Class ThreadSafeTokenizerME

java.lang.Object
opennlp.tools.tokenize.ThreadSafeTokenizerME
All Implemented Interfaces:
AutoCloseable, Tokenizer

@ThreadSafe public class ThreadSafeTokenizerME extends Object implements Tokenizer, AutoCloseable
A thread-safe version of TokenizerME. Using it is completely transparent. You can use it in a single-threaded context as well, it only incurs a minimal overhead.

Note, however, that this implementation uses a ThreadLocal. Although the implementation is lightweight because the model is not duplicated, if you have many long-running threads, you may run into memory problems.

Be careful when using this in a Jakarta EE application, for example.
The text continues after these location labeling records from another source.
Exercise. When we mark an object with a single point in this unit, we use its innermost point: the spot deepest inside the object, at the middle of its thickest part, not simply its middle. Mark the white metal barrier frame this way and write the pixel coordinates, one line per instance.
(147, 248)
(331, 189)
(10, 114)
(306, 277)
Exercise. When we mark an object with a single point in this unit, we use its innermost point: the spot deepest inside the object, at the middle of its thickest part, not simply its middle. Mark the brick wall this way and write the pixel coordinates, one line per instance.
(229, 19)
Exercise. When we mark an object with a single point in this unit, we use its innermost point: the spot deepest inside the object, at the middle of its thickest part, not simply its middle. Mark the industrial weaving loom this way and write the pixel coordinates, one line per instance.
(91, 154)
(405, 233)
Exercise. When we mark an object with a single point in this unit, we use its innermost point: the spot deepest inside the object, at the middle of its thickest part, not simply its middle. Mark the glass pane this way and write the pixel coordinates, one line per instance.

The user is responsible for clearing the ThreadLocal.
  • Constructor Details

    • ThreadSafeTokenizerME

      public ThreadSafeTokenizerME(TokenizerModel model)
  • Method Details

    • tokenize

      public String[] tokenize(String s)
      Description copied from interface: Tokenizer
      Splits a string into its atomic parts.
      Specified by:
      tokenize in interface Tokenizer
      Parameters:
      s - The string to be tokenized.
      Returns:
      The String[] with the individual tokens as the array elements.
    • tokenizePos

      public Span[] tokenizePos(String s)
      Description copied from interface: Tokenizer
      Finds the boundaries of atomic parts in a string.
      Specified by:
      tokenizePos in interface Tokenizer
      Parameters:
      s - The string to be tokenized.
      Returns:
      The spans (offsets into s) for each token as the individuals array elements.
    • getProbabilities

      public double[] getProbabilities()
    • close

      public void close()
      Specified by:
      close in interface AutoCloseable